Long-term research strategy

Understanding societal resilience in times of crises

The MCCR will be a long-term collaborative platform to study societal resilience on the individual level (in both a household and political context) and its complex interaction with policies and institutions in times of crises. To gain a deep and comprehensive understanding of these interactions, researchers from different disciplines need a long-term collaborative platform. Based on such a platform, they can develop innovative methods inspired by the latest developments in data science and make use of these methods to answer pressing substantive questions on societal resilience.

Novel and better research instruments

Such an intensive, long-lasting multidisciplinary collaboration based on overlapping, complementary research questions and usage of data sources and methods will not only yield a gain in knowledge on societal resilience. It will also lead to increasing the quality and availability of research instruments to study resilience. The production of knowledge and research instruments by these collaborative efforts will strongly exceed the sum of research outputs by individual, solitary projects which focus on particular aspects of societal resilience.

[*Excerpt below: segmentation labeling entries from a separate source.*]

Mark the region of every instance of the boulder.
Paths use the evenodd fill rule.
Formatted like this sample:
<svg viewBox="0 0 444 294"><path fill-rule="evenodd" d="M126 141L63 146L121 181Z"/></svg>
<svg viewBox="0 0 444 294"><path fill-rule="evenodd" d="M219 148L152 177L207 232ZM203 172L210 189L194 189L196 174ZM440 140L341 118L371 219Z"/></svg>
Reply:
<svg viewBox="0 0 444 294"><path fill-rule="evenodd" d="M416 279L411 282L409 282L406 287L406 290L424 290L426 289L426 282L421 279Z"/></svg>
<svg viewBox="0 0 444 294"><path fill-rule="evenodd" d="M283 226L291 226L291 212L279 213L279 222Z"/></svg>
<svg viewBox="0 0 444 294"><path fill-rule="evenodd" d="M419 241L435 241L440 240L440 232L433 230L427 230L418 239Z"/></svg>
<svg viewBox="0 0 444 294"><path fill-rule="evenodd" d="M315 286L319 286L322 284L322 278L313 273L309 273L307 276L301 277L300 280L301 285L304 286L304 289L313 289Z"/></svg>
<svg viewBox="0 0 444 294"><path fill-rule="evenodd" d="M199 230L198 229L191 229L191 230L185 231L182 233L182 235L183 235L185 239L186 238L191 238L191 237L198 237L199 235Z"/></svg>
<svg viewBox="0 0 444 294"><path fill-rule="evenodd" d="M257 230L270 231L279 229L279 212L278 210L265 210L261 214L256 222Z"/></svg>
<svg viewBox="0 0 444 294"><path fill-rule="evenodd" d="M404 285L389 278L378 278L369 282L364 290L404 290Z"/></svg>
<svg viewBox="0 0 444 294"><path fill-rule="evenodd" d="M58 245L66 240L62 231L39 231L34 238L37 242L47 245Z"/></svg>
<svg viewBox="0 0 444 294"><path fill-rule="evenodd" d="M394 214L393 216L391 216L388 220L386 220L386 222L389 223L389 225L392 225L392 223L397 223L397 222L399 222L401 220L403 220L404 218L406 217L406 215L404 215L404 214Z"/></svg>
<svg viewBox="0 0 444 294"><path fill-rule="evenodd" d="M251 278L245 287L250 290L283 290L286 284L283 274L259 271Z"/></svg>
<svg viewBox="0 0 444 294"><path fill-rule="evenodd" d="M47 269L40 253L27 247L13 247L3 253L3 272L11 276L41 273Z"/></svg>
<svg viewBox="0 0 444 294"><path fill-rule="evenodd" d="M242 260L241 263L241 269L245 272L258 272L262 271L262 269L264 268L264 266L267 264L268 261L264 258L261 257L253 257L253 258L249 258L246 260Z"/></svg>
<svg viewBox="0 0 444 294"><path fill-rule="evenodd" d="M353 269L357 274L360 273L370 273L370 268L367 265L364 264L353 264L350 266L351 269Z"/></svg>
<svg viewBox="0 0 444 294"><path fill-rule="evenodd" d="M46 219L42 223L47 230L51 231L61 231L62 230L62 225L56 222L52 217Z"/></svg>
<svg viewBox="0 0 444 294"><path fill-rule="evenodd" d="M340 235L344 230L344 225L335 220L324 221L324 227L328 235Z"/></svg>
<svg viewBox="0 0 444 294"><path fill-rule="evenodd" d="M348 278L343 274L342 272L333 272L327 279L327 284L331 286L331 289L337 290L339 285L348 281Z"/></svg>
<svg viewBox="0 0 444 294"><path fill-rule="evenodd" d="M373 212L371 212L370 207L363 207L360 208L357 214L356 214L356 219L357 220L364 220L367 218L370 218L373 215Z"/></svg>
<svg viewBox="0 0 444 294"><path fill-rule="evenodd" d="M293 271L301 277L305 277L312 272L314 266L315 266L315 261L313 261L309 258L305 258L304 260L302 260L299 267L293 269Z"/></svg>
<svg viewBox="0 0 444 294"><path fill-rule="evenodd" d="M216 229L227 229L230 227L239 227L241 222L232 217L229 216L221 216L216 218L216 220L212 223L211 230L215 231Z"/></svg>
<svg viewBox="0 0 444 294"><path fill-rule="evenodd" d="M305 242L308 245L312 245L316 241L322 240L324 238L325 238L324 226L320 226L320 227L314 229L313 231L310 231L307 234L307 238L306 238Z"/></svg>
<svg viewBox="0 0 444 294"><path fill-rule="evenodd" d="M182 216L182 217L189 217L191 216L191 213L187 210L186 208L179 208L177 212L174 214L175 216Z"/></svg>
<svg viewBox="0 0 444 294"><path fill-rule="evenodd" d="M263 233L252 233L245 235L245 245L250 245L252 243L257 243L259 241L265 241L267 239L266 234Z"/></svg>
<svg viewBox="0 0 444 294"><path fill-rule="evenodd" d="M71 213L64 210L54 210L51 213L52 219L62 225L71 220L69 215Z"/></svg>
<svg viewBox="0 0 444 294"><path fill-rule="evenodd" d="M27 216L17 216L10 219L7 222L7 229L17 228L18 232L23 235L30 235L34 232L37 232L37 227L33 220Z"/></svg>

Multidisciplinary collaboration

The MCCR will foster multidisciplinary research on the relationship between resilience of individuals in a household and family context, their role as citizens in democratic policy making, and the development of policies and institutions for resilient societies in times of crises by deliberate collaboration between projects areas A, B, C and D over time.

Collaboration over time

During the first years, MCCR projects will focus on the resilience of specific actors and policies during specific crises. Then, the focus will increasingly move towards analyzing the interaction of multiple heterogeneous crises and their effects on resilience on various societal levels. Ultimately, we will study the effect of multiple, heterogeneous crises on the interaction of policies and societal actors and their resulting resilience in different societal spheres which critically shapes the resilience of society as a whole.

To achieve such a comprehensive explanation of societal resilience, projects will initiate early collaboration across project areas, intensifying multidisciplinary research over time, and ultimately aim for interdisciplinary collaboration. The long-term goal of the MCCR is to study the interaction of institutions and policies (area D) with resilience on the individual level in both the sphere of health, decision-making, and well-being (area B) and in the political sphere as democratic citizens (area C). Finally, the interactions between all three spheres in times of crises and their implications for resilience will be studied comprehensively.

Research sprints

The MCCR will continuously monitor societal developments to identify crisis situations which require explanation and, at the same time, offer promising research opportunities. Like the Mannheim Corona Study in 2020 (https://www.uni-mannheim.de/en/gip/corona-study/), the MCCR will assemble researchers in special research sprints (a discussion of our research-sprint concept follows below) to examine crisis situations. With its advanced research methods, the MCCR will contribute to explaining crisis situations more quickly and in more detail taking into account the highly dynamic development and heterogenous effects of crises.

Ultimately, a better understanding of crisis situations will enable more effective policy responses that increase societal resilience. In anticipation of crisis-laden times ahead where challenging situations meet limited resources, research in this direction is of great relevance.